Que sont 5 années à l’échelle du monde ? Que sont 5 années à l’échelle même de l’humanité. 5 années sans nouvelle de Faustine Seilman. 5 années à peaufiner une suite à une discographie déjà remarquable. Épaulée par son frère à la production, Faustine a occupé l’espace familial pour y chercher probablement les senteurs, les craquements, les souvenirs passés. Elle sera épaulée par un aréopage de musiciens que nous croisons depuis des années sur ADA avec toujours le même appétit, Faustine Seilman est pourtant indéniablement la maitresse des lieux, sachant tout à la fois faire se croisier Erik Satie, Nico et le meilleur de Lisa Germano.
Ne tombant pas dans la virtuosité, elle joue de son piano comme pour rebondir sur lui quand l’atmosphère de ses chansons tend trop à une noirceur pesante. Elle y puise bien plus que des sons. Il est la source dans laquelle elle se plonge pour donner corps à ses chansons.
Sur "Carry On" nous prenons le même trajet que Yann Tiersen fera prendre à Dominique A le long d’un bras de mer usé, fatigué, mais « guideur ».
On rebondit beaucoup sur ce disque (The Blooming of Our Senses) sautant d’une phrase musicale à une autre tel un petit elfe qui sillonnerait une prairie pleine de fleurs, sautant d’un pétale à un autre.
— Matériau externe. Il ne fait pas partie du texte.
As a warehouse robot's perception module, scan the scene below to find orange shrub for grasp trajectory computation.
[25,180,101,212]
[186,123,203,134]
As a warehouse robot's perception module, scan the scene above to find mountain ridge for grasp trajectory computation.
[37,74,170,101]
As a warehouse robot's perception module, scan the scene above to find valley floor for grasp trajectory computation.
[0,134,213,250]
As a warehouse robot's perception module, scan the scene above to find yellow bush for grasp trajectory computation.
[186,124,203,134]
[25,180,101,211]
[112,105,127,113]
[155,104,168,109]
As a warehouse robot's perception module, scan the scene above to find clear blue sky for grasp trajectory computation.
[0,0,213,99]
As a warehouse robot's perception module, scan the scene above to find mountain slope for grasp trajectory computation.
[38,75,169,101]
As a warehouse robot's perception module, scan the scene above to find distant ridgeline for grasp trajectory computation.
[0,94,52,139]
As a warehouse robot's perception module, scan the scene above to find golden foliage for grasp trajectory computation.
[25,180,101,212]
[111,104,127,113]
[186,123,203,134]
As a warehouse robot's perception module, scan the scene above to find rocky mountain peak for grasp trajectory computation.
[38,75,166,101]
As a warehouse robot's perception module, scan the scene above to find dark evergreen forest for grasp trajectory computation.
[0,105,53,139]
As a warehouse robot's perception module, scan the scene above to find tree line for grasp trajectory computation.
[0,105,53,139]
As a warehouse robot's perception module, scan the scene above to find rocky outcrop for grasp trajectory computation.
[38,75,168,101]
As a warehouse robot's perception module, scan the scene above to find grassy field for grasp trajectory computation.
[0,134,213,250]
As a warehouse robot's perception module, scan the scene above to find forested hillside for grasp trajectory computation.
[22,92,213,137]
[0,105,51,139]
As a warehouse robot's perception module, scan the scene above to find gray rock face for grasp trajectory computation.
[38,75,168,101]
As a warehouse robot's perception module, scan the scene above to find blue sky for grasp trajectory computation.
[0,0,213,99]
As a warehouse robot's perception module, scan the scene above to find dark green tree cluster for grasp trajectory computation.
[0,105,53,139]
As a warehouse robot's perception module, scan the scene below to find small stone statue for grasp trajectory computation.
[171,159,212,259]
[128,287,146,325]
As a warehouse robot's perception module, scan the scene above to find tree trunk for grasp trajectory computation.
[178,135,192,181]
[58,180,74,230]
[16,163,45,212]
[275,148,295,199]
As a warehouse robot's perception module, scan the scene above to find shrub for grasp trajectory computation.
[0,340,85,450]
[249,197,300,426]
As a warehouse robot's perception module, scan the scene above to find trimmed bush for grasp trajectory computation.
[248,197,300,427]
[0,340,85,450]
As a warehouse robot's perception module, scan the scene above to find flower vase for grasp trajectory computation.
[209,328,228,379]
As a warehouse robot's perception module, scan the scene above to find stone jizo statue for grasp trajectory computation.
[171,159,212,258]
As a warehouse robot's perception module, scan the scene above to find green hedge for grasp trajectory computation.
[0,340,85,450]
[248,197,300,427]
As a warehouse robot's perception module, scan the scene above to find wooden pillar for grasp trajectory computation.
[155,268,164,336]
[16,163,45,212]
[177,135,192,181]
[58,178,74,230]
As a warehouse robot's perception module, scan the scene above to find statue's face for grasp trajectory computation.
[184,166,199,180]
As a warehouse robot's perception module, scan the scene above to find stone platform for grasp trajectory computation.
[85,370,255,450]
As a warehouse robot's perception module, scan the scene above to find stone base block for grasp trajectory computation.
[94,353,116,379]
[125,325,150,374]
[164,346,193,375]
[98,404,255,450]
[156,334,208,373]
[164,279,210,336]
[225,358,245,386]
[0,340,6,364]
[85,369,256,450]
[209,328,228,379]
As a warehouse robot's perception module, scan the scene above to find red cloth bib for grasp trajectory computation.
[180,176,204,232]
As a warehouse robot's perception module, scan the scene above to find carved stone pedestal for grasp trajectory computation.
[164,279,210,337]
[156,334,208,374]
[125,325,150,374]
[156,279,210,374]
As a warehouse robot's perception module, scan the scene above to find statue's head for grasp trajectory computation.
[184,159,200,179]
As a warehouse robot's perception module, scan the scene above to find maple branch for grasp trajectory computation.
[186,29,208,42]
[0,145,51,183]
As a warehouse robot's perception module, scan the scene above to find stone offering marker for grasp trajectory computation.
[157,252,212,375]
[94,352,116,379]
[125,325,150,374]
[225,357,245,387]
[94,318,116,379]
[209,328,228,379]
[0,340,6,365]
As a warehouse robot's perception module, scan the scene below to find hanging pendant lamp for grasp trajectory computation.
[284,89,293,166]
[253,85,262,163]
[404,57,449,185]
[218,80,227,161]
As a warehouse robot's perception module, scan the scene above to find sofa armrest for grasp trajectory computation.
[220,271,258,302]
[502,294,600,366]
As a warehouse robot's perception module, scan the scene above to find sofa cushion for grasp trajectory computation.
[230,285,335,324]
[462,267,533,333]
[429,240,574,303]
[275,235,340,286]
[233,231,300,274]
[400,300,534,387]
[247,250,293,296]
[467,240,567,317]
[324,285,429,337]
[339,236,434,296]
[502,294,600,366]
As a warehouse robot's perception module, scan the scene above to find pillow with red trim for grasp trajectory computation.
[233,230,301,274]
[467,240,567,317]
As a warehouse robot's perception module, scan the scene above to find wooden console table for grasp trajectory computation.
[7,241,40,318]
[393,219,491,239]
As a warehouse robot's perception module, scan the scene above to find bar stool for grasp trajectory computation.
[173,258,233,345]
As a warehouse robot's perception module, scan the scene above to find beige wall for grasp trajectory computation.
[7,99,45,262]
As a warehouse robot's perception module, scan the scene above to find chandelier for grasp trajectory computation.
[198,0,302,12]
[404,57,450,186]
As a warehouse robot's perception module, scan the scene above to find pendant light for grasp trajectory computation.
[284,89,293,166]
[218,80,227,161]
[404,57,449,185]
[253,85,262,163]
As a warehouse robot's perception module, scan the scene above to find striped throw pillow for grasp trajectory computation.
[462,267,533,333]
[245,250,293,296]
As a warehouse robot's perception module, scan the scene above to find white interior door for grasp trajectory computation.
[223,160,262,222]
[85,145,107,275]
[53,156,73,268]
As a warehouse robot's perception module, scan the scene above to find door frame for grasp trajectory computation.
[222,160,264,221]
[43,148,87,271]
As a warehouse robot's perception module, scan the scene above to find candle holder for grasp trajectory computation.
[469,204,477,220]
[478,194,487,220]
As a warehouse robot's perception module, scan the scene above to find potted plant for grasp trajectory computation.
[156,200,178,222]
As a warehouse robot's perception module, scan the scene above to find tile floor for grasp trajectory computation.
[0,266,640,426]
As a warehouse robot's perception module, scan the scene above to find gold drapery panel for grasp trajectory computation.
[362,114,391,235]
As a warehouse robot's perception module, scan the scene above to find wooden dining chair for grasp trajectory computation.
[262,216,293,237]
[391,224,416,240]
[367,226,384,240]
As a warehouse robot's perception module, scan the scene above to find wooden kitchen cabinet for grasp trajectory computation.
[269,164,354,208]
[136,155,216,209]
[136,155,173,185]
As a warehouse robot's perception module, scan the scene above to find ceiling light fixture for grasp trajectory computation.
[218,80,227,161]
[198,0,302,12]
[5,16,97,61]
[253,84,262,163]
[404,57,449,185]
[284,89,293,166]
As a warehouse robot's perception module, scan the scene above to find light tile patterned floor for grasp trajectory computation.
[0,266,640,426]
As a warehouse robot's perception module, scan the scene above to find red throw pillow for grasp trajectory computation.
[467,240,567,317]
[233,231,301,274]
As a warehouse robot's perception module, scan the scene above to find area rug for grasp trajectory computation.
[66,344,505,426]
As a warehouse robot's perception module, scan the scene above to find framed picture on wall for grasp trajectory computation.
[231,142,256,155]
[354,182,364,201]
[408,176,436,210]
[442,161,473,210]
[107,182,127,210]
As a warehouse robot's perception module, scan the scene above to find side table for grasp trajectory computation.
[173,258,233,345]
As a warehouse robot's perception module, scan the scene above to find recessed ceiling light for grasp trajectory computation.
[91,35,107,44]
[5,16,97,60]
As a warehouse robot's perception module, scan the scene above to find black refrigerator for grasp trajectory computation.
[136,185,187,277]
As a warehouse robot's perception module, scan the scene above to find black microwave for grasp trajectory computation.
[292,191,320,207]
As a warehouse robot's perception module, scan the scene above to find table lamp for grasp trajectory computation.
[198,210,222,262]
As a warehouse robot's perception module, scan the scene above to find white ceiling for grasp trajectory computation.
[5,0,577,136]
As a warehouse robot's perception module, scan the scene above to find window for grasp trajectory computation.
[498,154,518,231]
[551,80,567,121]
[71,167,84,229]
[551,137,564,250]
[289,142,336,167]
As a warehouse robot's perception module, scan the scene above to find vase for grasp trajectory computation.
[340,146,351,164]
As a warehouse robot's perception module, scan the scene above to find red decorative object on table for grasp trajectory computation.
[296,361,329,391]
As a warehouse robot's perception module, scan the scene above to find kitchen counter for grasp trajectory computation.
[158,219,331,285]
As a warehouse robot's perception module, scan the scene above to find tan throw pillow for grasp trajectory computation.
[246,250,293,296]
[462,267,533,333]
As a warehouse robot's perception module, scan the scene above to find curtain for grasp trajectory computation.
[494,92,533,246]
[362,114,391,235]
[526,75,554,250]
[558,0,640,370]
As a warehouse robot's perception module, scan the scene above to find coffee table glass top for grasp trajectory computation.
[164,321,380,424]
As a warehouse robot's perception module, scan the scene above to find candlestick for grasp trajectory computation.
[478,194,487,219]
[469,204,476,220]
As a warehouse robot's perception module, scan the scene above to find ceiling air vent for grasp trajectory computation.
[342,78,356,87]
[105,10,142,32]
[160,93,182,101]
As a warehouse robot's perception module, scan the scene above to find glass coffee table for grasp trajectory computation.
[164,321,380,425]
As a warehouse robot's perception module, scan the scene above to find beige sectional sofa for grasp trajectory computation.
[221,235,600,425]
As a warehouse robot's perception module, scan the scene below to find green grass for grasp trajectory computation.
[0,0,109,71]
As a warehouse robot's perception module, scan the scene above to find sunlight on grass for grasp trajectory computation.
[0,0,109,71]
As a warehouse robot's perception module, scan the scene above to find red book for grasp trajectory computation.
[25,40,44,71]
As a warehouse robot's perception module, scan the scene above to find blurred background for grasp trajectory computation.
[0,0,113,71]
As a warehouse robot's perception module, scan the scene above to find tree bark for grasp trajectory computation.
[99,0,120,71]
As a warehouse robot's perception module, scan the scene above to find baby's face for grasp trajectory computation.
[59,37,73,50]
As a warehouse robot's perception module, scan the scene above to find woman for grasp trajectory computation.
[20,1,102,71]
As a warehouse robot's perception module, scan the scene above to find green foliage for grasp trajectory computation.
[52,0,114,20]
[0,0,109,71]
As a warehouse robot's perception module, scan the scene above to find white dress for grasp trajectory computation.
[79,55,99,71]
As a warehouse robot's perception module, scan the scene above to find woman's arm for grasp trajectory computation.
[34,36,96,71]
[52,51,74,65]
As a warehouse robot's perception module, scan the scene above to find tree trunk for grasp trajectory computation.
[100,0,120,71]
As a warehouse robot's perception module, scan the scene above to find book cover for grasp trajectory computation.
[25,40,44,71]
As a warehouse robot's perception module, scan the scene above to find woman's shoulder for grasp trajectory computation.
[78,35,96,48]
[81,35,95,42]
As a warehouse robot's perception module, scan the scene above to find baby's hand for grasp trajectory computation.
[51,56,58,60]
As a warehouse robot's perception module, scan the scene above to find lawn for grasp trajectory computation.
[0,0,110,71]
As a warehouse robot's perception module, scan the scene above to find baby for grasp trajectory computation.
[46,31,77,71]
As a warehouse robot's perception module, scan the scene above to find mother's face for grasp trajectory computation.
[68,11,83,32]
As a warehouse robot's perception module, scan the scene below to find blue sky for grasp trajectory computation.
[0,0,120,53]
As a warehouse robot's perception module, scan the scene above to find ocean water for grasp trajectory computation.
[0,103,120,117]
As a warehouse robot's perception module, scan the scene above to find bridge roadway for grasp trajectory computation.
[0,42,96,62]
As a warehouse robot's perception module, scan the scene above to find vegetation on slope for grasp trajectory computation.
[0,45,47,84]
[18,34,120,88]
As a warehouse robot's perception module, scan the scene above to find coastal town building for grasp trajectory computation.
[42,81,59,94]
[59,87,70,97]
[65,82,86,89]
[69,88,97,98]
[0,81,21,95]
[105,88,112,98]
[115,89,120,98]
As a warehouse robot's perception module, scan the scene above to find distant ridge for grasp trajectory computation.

Faustine évite le maniérisme de pas mal de ses consoeurs pianistes, s’autorisant uniquement sur l’aérien (Little Bird) une forme de conformisme donnant au morceau des airs de classique.
Il y a du jeu dans ce disque comme sur ’Bright Side of Night", Faustine comme jouant des claquettes, son pas paraissant lourd porté qu’il est par un coeur élégiaque et une guitare étonnante de liberté dans les paysages dessinés pas le disque.
La chanson titre (The Nightwatcher) témoigne d’un sens de la mise en scène musicale. Cette pièce de presque cinq minutes est une histoire que l’on chanterait le temps d’une veillée qui annoncerait une nuit sans véritable sommeil.
(Down Bellow) arrive-lui à un tel dénuement sans que jamais l’agressivité de la sécheresse ne nous irrite, parvenant même à nous cheminer dans des méandres où le crépuscule est la seule parcelle de lumière possible. Pas une danse macabre, une avancée irréversible vers ce que nous pourrions appeler la quiétude.
C’est à « Shelter » que reviendra l’honneur de fermer le ban. Entre fatigue et désespoir, Faustine semble ici se répondre, jouant avec un double qui ne demanderait qu’à avoir plus de lumière.
Que seront cinq nouvelles années sans Faustine Seilman ? Elles seront longues même si ce « The nightwatcher » est une oeuvre aux contours de classique qui sera long à éprouver tant elle fourmille de détails.